In Minnesota, two plants that have proven particularly invasive are buckthorn and purple loosestrife. Buckthorn, including common buckthorn (Rhamnus cathartica) and glossy buckthorn (Rhamnus frangula), has invaded native woodlands, forming a dense understory layer. It is also quite adaptable to urban areas and sprouts in gardens, fence rows and alleys. As anyone who has ever tried to pull up a buckthorn seedling knows, this woody plant develops a large and tenacious root system, and even small seedlings vigorously resist being pulled up. Nurseries no longer sell it because of its invasive nature.
Purple loosestrife (Lythrum salicaria) is an herbaceous perennial that has invaded wetlands and lake edges inthe state. This invasive plant is most noticeable in summer when its bright pinkish-purple flower spikes bloom. Purple loosestrife is particularly difficult to eradicate because of where it grows; it's hard to completely dig the plants out of wetland soils, and many herbicides cannot be used near water because of the possibility of pollution. Research is underway to see whether an imported weevil that feeds on purple loosestrife can reduce its spread.
Garlic mustard (Alliaria petiolata) is an aggressive weed that has been moving north and is becoming a problem around the Twin Cities. It is an herbaceous plant that produces small white flowers early in the spring. Because it gets an early start, garlic mustard's many seeds grow before other plants have a chance to compete. Garlic mustard can form dense stands, crowding out native plants. A combination of hand pulling and careful herbicide use should control it.
Creeping bellflower (Campanula rapunculoides) is a less aggressive weed, but it can be a problem in some areas. A U.S. Forest Service listing of invasive plants puts this plant in the category of widespread nonnative plants that are not aggressive invaders of undisturbed natural areas but can invade already disturbed areas. I have not heard that creeping bellflower is a big problem in Minnesota, but it is hardy to zone 3 so it has the potential to survive in most of the state.

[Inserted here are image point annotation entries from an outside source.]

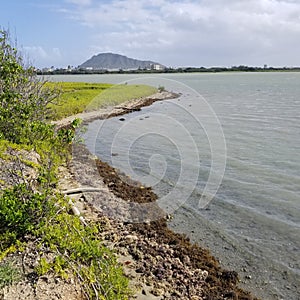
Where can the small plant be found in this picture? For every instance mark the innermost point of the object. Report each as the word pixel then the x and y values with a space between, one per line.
pixel 8 274
pixel 161 89
pixel 77 249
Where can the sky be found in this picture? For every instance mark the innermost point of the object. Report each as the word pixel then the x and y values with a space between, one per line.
pixel 174 33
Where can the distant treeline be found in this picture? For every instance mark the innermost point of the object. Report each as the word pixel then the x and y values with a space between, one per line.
pixel 171 70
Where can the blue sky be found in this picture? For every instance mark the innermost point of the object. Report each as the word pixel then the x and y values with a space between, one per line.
pixel 174 33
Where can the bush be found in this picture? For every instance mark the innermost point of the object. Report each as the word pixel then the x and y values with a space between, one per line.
pixel 21 210
pixel 23 97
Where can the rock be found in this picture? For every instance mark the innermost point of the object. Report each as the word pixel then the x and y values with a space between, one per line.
pixel 131 238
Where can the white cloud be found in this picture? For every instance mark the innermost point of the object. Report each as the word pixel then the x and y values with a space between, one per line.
pixel 42 57
pixel 79 2
pixel 190 32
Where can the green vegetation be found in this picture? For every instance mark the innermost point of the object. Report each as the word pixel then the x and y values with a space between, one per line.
pixel 30 207
pixel 8 274
pixel 77 97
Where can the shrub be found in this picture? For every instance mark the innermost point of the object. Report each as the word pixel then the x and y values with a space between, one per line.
pixel 23 97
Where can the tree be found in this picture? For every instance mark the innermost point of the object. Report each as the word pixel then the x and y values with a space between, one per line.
pixel 24 98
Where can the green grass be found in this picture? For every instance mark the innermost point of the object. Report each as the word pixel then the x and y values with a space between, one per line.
pixel 77 97
pixel 8 274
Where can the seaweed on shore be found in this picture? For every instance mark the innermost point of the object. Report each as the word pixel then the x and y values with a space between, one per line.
pixel 219 284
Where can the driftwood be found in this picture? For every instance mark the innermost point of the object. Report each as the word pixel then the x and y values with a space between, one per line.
pixel 82 190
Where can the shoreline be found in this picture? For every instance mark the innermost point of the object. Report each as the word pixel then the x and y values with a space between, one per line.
pixel 161 263
pixel 118 110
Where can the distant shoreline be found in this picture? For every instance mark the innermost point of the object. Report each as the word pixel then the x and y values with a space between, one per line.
pixel 246 69
pixel 118 110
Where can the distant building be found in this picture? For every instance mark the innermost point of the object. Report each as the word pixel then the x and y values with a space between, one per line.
pixel 157 67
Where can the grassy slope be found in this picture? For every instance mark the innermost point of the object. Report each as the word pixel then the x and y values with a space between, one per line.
pixel 77 97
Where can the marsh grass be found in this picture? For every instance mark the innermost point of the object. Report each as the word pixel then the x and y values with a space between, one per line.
pixel 77 97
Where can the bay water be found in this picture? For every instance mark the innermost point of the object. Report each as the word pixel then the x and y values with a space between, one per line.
pixel 224 159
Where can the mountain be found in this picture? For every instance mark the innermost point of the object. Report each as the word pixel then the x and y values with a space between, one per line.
pixel 111 61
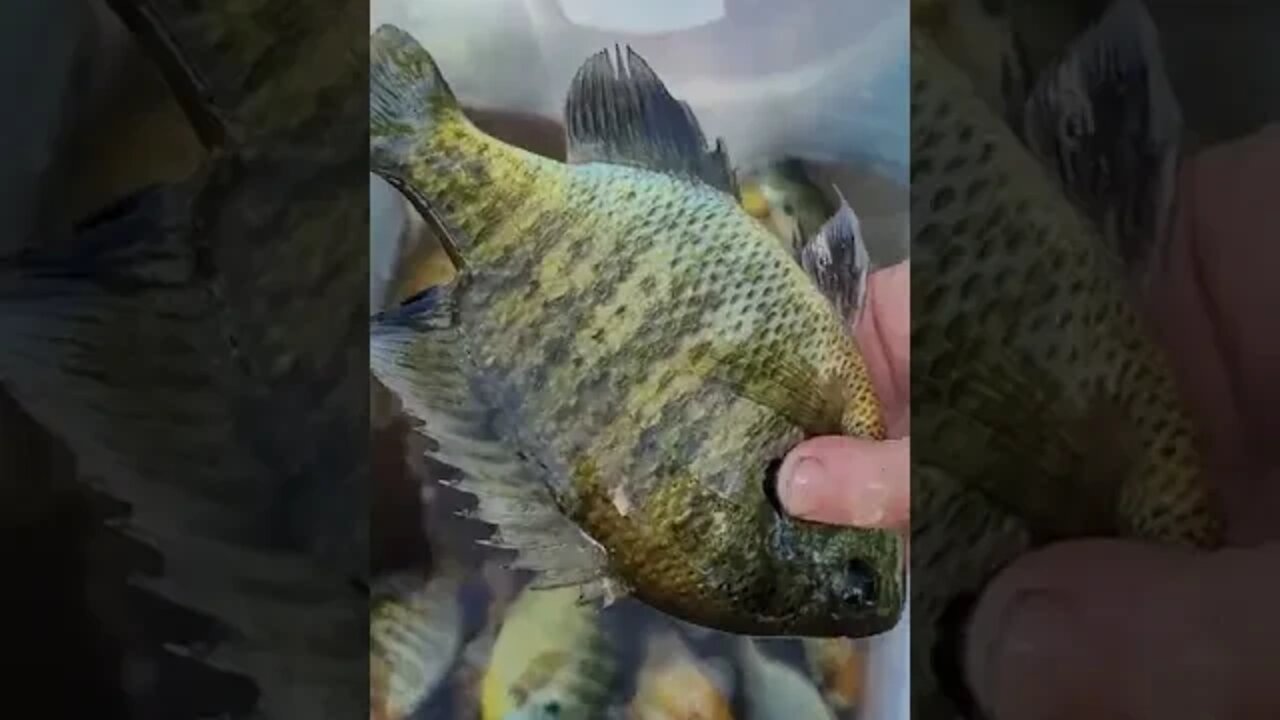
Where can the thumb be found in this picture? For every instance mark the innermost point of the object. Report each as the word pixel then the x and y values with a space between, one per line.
pixel 1109 629
pixel 848 481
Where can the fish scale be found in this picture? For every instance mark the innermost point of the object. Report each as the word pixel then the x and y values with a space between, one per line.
pixel 1042 406
pixel 638 351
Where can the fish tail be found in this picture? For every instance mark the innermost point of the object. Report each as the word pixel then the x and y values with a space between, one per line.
pixel 421 142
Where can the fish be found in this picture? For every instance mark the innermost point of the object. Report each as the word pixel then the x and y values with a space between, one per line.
pixel 776 691
pixel 551 660
pixel 1042 406
pixel 784 197
pixel 626 355
pixel 675 684
pixel 174 345
pixel 415 634
pixel 840 668
pixel 1092 101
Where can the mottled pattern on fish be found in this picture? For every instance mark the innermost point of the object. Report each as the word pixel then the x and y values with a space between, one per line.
pixel 650 350
pixel 1004 265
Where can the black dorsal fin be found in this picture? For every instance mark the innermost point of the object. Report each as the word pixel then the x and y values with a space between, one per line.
pixel 622 113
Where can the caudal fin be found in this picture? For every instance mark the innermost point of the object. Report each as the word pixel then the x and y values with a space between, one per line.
pixel 408 99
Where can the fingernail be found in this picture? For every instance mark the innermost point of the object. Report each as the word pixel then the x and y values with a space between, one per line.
pixel 867 504
pixel 1020 648
pixel 801 490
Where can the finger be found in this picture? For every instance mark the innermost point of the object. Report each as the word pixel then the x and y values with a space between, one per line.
pixel 883 340
pixel 848 482
pixel 1111 629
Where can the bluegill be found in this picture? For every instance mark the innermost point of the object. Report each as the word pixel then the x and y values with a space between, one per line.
pixel 176 347
pixel 676 684
pixel 626 355
pixel 785 199
pixel 1042 406
pixel 775 689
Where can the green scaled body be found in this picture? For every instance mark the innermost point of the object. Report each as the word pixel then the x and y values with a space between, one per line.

Your question brings up an important issue in the whole invasive plants debate. Invasiveness of any plant species can vary greatly in different regions. Purple loosestrife is a particular problem in this state because we have so much ideal growing habitat for this species. In some parts of the country, commonly used landscape plants such as Norway maple (Acer platanoides), Japanese barberry (Berberis thunbergii), Tatarian honeysuckle (Lonicera tatarica) and burning bush (Euonymus alatus) have become invasive. English ivy (Hedera helix), a widely used ground cover, is an invasive pest in the Pacific Northwest, but severe winter temperatures in our area make English ivy marginally hardy and therefore noninvasive.
What should gardeners do about invasive plants? This is a difficult question, because landscape plants may become invasive slowly over a number of years, and the degree of invasiveness of any plant is often open for debate. Clearly, a plant such as garlic mustard has no ornamental value and should be removed to prevent its spread. Other plants may need to be evaluated case by case.
QI planted malva in a front-yard flower bed and it has taken over. It's even growing into the grass. Is there a way to contain it?
AThe mallows (Malva) comprise a diverse group of plants, ranging from pernicious garden weeds such as common mallow (Malva neglecta) to attractive perennials such as hollyhock mallow (Malva alcea 'Fastigiata').
You didn't mention which mallow you have, but I'll guess that it is either hollyhock mallow, which grows about 2 feet tall and bears many light-pink flowers, or Malva sylvestris 'Zebrina', which grows about 2 to 2 1/2 feet tall and has white to light-lavender flowers with distinct purple streaks radiating out toward the petal edges.